The latter implies trenching a spur directly from the ring that also feeds to the VDSL2 street cabinets towards the mobile towers. This last-mile spur will be full cost — that is, it cannot be connected with fibres from the FttH local loop access networks. This inability to share cost is, of course, more expensive.
In the Netherlands, when an apartment building gets FttH there will be spare fibre loops deployed to enable the connection of a rooftop base station (that currently is typically supplied by G.Shdsl from central office over passive copper to the rooftop installation). The difference between a separate spur and a shared local loop with the FttH plant is between ca. €6000-€8000 per base station (separate spur) and €1000 (passive FttH loop).
So the added cost is, say, 10 thousand base stations x €7000 = €70million (10k is the estimated number of high-bandwidth base stations at rooftop positions needed for high-bandwidth 4G service).
Of course that won't be the 'deal breaker' for lower CAPEX with a VDSL-based access network, but it is one of the hidden costs in choosing VDSL. The other one is raised levels of power consumption, as VDSL2+vectoring is far more power hungry per line (including CPE and DSLAM-cards) than an FttH-based solution.

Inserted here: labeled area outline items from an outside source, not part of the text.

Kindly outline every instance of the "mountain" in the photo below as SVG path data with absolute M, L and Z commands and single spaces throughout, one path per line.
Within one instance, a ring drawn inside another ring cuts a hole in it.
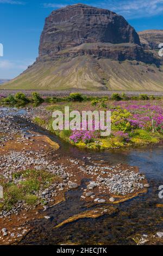
M 4 84 L 5 82 L 7 82 L 10 81 L 10 79 L 0 79 L 0 85 L 2 84 Z
M 160 91 L 162 59 L 122 16 L 75 4 L 46 19 L 39 57 L 5 87 Z
M 163 43 L 163 30 L 145 30 L 138 34 L 142 44 L 152 49 L 158 49 L 159 44 Z

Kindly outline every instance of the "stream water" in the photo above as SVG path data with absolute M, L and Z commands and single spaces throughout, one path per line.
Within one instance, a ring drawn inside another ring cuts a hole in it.
M 26 122 L 20 118 L 20 122 Z M 29 124 L 25 124 L 28 127 Z M 163 231 L 162 208 L 156 206 L 163 204 L 163 199 L 158 195 L 158 188 L 163 184 L 163 145 L 95 152 L 79 150 L 36 126 L 32 125 L 30 128 L 45 134 L 59 143 L 60 148 L 58 153 L 65 157 L 85 157 L 88 163 L 102 160 L 110 164 L 121 162 L 137 166 L 140 172 L 145 174 L 150 188 L 147 194 L 115 205 L 117 211 L 114 215 L 96 219 L 80 219 L 53 230 L 56 224 L 87 210 L 86 203 L 80 201 L 81 188 L 85 186 L 85 181 L 83 181 L 80 187 L 66 193 L 65 201 L 47 210 L 46 215 L 52 216 L 50 220 L 38 219 L 32 222 L 34 228 L 21 241 L 21 244 L 134 245 L 132 237 L 135 234 Z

The risk of short-circuiting
some pictures including the big hole blown into the nearby wooden fence.The TNO review also looked into this issue. While it is an exceptional event it cannot be excluded. The energy density of Li-ion batteries is much higher than conventional (lead-sulphur) batteries used in central offices. As a result a serious short-circuiting in equipment can lead to an internal chemical reaction that causes an explosion — such an explosion happened in a VDSL street cabinet of AT&T in the USA. Lightreading collected
If you want to have small street cabinets and long battery lifetime (e.g., a few hours) you have to deploy dense Li-ion and the risk of a seriously damaging explosion increases.
Of course, short-circuiting isn't a frequent occurrence in a V-DSLAM, but it cannot be entirely ruled out for any equipment, and with a large installed base of street cabinets the chances grow of one or more short-circuits anywhere in the country over the technical lifespan of this new equipment deployed in street cabinets.

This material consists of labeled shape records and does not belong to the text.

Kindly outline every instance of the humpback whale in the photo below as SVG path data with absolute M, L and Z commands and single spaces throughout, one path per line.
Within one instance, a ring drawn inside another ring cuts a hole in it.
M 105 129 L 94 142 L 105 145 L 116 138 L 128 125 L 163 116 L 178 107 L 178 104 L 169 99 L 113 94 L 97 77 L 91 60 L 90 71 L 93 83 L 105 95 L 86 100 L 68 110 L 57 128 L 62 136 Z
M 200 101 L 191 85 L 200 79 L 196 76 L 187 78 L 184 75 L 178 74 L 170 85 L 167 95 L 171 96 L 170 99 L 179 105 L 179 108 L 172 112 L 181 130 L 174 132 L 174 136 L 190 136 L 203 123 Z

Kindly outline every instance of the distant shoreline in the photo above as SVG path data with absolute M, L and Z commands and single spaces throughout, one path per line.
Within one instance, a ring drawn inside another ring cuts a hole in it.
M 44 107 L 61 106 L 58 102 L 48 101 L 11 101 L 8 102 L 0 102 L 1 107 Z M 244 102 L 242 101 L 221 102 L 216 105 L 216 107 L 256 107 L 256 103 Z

Until now telco operators haven't had any serious scale experience with the impact of battery-backed-up street cabinets, and neither has CATV (as they didn't use them because they hardly served SMEs and MNEs over their HFC-plant).

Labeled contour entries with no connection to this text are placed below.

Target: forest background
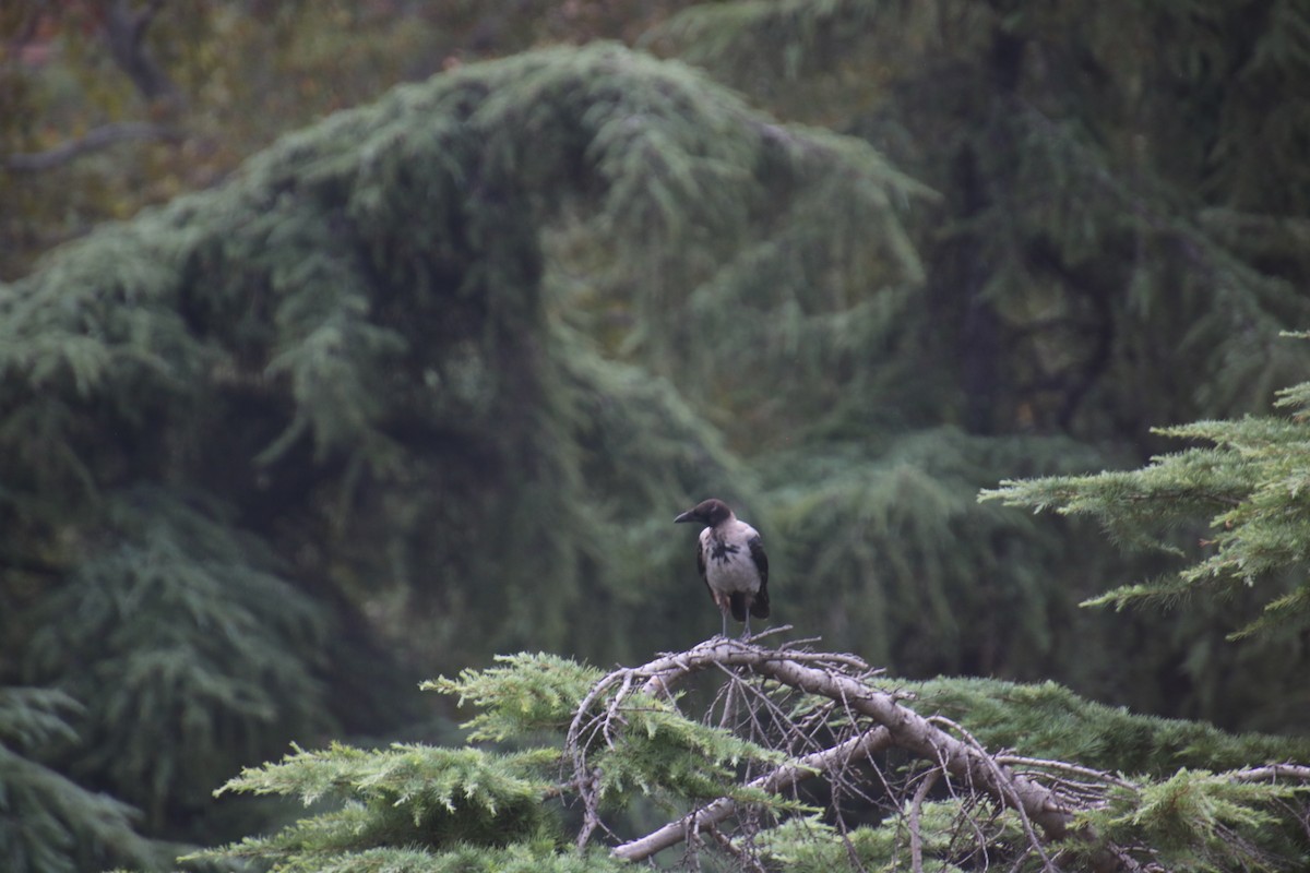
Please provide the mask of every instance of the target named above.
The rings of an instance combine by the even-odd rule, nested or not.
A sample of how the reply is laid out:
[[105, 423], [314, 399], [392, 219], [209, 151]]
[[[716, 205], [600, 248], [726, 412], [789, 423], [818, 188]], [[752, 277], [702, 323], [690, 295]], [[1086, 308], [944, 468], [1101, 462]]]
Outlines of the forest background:
[[1301, 624], [1229, 639], [1296, 573], [1082, 609], [1213, 531], [977, 501], [1303, 380], [1298, 4], [105, 0], [0, 38], [0, 846], [45, 869], [248, 832], [211, 793], [290, 742], [453, 736], [423, 678], [709, 636], [671, 521], [710, 495], [776, 622], [897, 675], [1310, 717]]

A number of mobile base stations also had relatively short-run UPSs (typically 30 minutes, which causes the mobile networks to shut down at large-scale power outages, despite people walking around with devices that last a day without charging). However this attitude is gradually changing at the operators (and they earn enough money with services to consider a serious battery back-up at the base station site that lasts many hours).
A hidden cost is that a typical UPS-supplier (the 110-230 VAC systems) that last 15-30 minutes (the time needed to power up the back-up diesel generator) charges an annual maintenance fee of ca. US$3000-5000 per device. UPSs are cheap in CAPEX but expensive in maintenance (due to the commercial model), which is why most telcos do the different design with AC-DC converters and batteries.
So, for the total VDSL picture it is worthwhile to consider not only the bandwidth issues, which are widely discussed, but also battery issues and the power supply to the FttC/FttN street cabinets and compare this with the FttH option (without the need for outside plant battery feeding). Another issue that needs to be taken into account is the short-circuit risks in those street cabinets.